Saquemos ahora a Obama o enfrentaremos una inminente guerra global

1 de may de 2015

1 de mayo de 2015 — El miércoles 29 de abril, un grupo de 30 generales y diplomáticos retirados de Estados Unidos, Rusia, China, India, Gran Bretaña, Alemania, Francia, Pakistán, Corea del Sur e Israel emitieron la grave advertencia de que el mundo está en grave peligro de extinción termonuclear. El informe publicado por la Comisión Global Cero, presidida por el ex subjefe del Estado Mayor Conjunto de EU, general James Cartwright, le pide a Estados Unidos y a Rusia que lleguen lo más rápidamente posible a un acuerdo para ponerle fin a la política de "lanzamiento tras advertencia", bajo la cual el mundo es cautivo de una doctrina de intercambios termonucleares inmediatos.

El informe de 100 páginas, el cual tiene como antecedente el artículo de opinión publicado en el New York Times el 19 de abril, firmado por el general Cartwright y el general ruso Vladimir Dvorkin, jefe de inteligencia retirado de la Fuerza de Cohetes Estratégicos de Rusia, refleja las advertencias que han estado haciendo durante los últimos cuatro años el estadista estadounidenses Lyndon LaRouche y otros, sobre el creciente peligro de una extinción termonuclear.

La contribución única de LaRouche a la campaña para evitar la guerra es el haber identificado los motivos de la creciente amenaza de un Aarmagedón termonuclear, en la desesperación del imperio británico ante el destino fatal de su dictadura financiera global, y el surgimiento de una alternativa verdaderamente humana en el las iniciativas del BRICS y de la Nueva Ruta de la Seda, encabezadas en concierto por China, Rusia e India.

El único problema con el llamado de los generales y diplomáticos —que por otra parte es apropiado— a reducir el peligro termonuclear poniendo fin a la doctrina de respuesta inmediata de lanzamiento tras advertencia, es que esto nunca sucederá, mientras Barack Obama permanezca en su cargo de Presidente. Obama es un títere consciente de las mismas fuerzas que están tratando desesperadamente de eliminar a la enorme mayoría de la raza humana, incluso corriendo el riesgo de la extinción termonuclear. No solo es un agente británico; es en mucho una reliquia de su madre y sus payasadas asesinas en Indonesia y otras partes del Sureste asiático.

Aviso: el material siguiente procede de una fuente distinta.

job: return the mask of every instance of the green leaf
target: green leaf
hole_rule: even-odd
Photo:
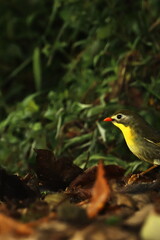
[[[42,85],[42,72],[41,72],[41,53],[39,47],[36,47],[33,52],[33,75],[36,90],[40,91]]]
[[[97,124],[98,130],[99,130],[99,133],[102,137],[102,140],[104,142],[106,142],[106,130],[100,125],[99,122],[96,122],[96,124]]]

Solo sacando a Obama de su cargo —con bases constitucionales ya totalmente a la mano— podrá el mundo volver a estar seguro.

El mismo factor Obama es evidente en la escalada hacia una guerra en el suroeste asiático. Con la purga de los últimos días en Arabia Saudita, no solo ha afianzado su poder el núcleo de la facción de al-Qaeda dentro de la familia real saudí, sino que a nombre de sus patrones en Londres, están llevando a la región a una guerra sectaria perpetua, que se está extendiendo por todas partes desde Yemen hasta la costa este del Mediterráneo en Siria y Líbano. El rey Salman ha firmado un acuerdo secreto con el Presidente Erdogan de Turquía para respaldar a las fuerzas de al-Qaeda en una campaña intensificada para derrocar al gobierno de Assad en Damasco, Siria.

Cuando los Jefes de Estado del Consejo de Cooperación de Golfo vengan a reunirse con Obama en Campo David el 14 de mayo, Obama va a estar listo para darle todo su apoyo a la campaña que hará estallar todo el suroeste asiático, el Golfo Pérsico, y la región este del Mediterráneo, en apoyo a la guerra encabezada por los saudíes a cambio de un apoyo nominal al acuerdo con Irán del P5+1.

De nuevo, Lyndon LaRouche estaba muy adelante con sus advertencias, hechas inmediatamente después del anuncio en Ginebra de un acuerdo marco del P5+1 el mes pasado, que a menos que Estados Unidos le pusieran un alto a Arabia Saudita, el acuerdo no iba a lograr nada que no fuera desatar una guerra regional más grande. Obama persiste en encubrir a los saudíes, al negarse a que se publique el capítulo de 28 páginas de la Investigación Conjunta del Congreso sobre el 11 de septiembre, un capítulo en donde se detalla el financiamiento saudí al ataque terrorista del 11 de septiembre de 2001.

Por estos delitos —y muchos otros más— tenemos que sacar a Obama de su cargo ahora. Cualquier cosa que no sea esta acción inmediata coloca a la humanidad en riesgo de extinción. No solo es culpable el Presidente de crímenes en contra de la Constitución que ameritan juicio político; sino que su comportamiento —de arriesgar un Armagedón termonuclear— amerita su salida inmediata bajo la 25ava, Enmienda, la cual tiene disposiciones para la remoción de un presidente que ya no esté física o sicológicamente apto para servir.